To put this into perspective, it’s like being in your twenties again, when people are falling in love and getting married, and suddenly you find yourself to be the last one to get married, and /or to have children. Your friends’ lives become filled with all the things that involve their little family – and not you.

With divorce rates hovering at 50% for the last decade, there are a lot of single-grandparents out there, both men and women. But, most of them are in their late 50s or early 60s. This societal shift is due to married couple’s staying together for the sake of the children, and divorcing when the last kid moves out.
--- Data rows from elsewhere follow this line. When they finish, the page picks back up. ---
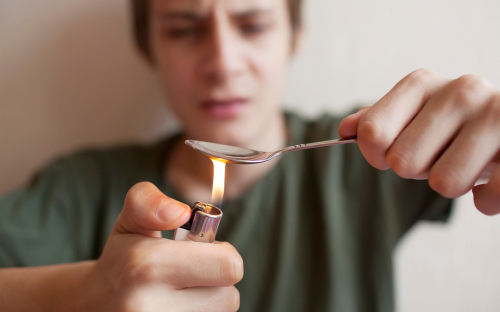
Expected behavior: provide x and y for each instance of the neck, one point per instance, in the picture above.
(190, 173)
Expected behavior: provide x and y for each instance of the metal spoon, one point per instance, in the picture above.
(239, 155)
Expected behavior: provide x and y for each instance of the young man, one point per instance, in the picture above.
(314, 229)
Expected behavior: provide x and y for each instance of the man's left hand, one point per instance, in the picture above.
(432, 127)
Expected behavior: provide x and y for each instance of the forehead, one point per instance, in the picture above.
(205, 6)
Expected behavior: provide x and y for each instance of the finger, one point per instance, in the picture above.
(421, 143)
(487, 196)
(182, 264)
(158, 297)
(188, 264)
(348, 128)
(208, 299)
(461, 165)
(383, 123)
(147, 211)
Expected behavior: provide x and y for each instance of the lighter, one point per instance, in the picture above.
(202, 226)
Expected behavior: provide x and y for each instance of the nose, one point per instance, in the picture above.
(223, 59)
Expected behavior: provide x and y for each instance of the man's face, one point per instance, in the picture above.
(222, 64)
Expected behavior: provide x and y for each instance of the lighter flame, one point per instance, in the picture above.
(218, 185)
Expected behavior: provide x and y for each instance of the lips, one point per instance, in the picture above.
(224, 109)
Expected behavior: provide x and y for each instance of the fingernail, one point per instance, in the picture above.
(169, 211)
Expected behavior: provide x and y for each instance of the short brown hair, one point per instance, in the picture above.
(140, 12)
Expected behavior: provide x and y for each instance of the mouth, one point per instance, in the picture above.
(224, 109)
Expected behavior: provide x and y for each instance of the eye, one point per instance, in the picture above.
(253, 28)
(184, 32)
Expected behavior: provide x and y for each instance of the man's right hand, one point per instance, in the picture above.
(143, 272)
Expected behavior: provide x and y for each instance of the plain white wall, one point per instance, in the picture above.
(69, 78)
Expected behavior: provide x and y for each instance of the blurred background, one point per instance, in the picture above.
(70, 78)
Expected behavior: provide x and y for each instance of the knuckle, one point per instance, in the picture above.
(232, 299)
(468, 90)
(419, 76)
(138, 269)
(373, 133)
(135, 191)
(446, 182)
(231, 265)
(492, 109)
(402, 162)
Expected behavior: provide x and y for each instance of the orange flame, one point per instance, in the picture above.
(218, 185)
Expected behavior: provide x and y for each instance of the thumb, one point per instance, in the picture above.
(348, 128)
(147, 211)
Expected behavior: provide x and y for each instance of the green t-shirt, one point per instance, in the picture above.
(316, 233)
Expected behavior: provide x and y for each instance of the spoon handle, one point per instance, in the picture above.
(299, 147)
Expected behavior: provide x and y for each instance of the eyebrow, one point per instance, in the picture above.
(191, 16)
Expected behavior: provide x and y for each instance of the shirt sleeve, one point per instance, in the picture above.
(48, 221)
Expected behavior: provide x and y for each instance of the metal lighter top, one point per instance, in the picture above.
(202, 226)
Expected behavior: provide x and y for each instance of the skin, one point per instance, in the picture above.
(427, 126)
(433, 127)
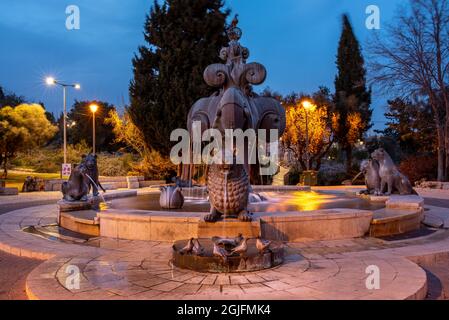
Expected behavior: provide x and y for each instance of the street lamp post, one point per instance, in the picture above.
(93, 109)
(307, 105)
(52, 81)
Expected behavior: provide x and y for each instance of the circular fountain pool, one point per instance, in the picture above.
(289, 201)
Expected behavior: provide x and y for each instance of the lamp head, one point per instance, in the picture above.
(50, 81)
(93, 108)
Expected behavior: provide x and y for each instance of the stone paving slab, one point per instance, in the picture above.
(298, 278)
(113, 269)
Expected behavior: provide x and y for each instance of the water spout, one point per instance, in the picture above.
(99, 194)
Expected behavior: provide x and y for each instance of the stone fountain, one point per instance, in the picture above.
(235, 106)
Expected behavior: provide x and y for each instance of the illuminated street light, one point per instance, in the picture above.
(308, 106)
(50, 81)
(93, 108)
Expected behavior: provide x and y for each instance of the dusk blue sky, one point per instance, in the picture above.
(295, 39)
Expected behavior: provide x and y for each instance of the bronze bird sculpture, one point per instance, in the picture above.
(188, 248)
(220, 252)
(241, 248)
(262, 245)
(238, 239)
(198, 250)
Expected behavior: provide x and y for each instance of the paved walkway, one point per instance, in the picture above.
(14, 271)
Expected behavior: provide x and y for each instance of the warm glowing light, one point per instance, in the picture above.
(50, 81)
(93, 107)
(308, 105)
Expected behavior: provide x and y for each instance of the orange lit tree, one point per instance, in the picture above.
(321, 127)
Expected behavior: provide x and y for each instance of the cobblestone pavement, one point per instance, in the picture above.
(13, 273)
(438, 279)
(141, 270)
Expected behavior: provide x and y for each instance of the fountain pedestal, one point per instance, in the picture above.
(251, 261)
(229, 228)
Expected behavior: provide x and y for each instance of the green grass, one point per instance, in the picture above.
(17, 177)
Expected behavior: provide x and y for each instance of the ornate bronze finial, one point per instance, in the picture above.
(234, 32)
(235, 21)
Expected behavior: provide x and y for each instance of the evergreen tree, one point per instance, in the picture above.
(184, 37)
(352, 98)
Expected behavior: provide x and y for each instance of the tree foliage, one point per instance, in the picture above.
(321, 129)
(80, 125)
(183, 37)
(413, 60)
(23, 127)
(152, 165)
(352, 98)
(411, 125)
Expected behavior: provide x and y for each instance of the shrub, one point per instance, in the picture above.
(112, 165)
(417, 168)
(332, 174)
(292, 177)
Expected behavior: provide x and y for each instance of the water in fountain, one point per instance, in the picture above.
(99, 194)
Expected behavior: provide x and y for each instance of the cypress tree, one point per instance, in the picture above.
(351, 94)
(183, 37)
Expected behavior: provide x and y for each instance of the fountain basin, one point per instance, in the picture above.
(252, 260)
(287, 216)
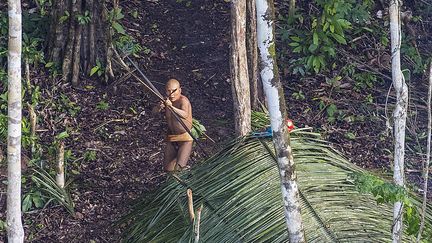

I suspect this trend will continue far into the future with a decline in the age of single-grandparents, because of the belief staying together only hurts the kids, and not helps them.

Instead of resolving myself to sensible shoes and dresses, I choose to redefine myself. I am the author of my life, and this but a new chapter in it. I delight in the moments when people seem shocked that indeed I am a grandma. “But, you don’t look old enough to be a grandma.” I concede that I don’t look the part.

I dress for my age, or what I feel comfortable in for my age. I never tried to be my daughters’ best friend. I never shopped in the same stores where they shopped, trying to fit a body that has birthed three children into clothes that are designed for, well, bodies that haven’t. I have middle-age wrinkles for which I refuse to indulge in Botox for the sake of clinging to youth, a ship that sailed twenty years ago.

It didn’t really occur to me until a couple of years ago that I am free to do whatever pleases me. Now, that in itself was a bombshell. I have never lived to please me. I was flustered by the very idea of it. I was asked, “What do you need,” and “What do you like?” I had no clue what the answers were to those questions.

My entire adult life has been about living for everyone else. I lived for my boyfriend and what he needed and liked. I lived for my daughters and what they needed and liked. I lived for my bosses and my friends, for what they needed and liked, and found that in the end, I had somehow become lost in the mix. In fact, I no longer existed at all. I was a shell of a person that only existed before the age of eighteen. I was a ghost haunting my own life.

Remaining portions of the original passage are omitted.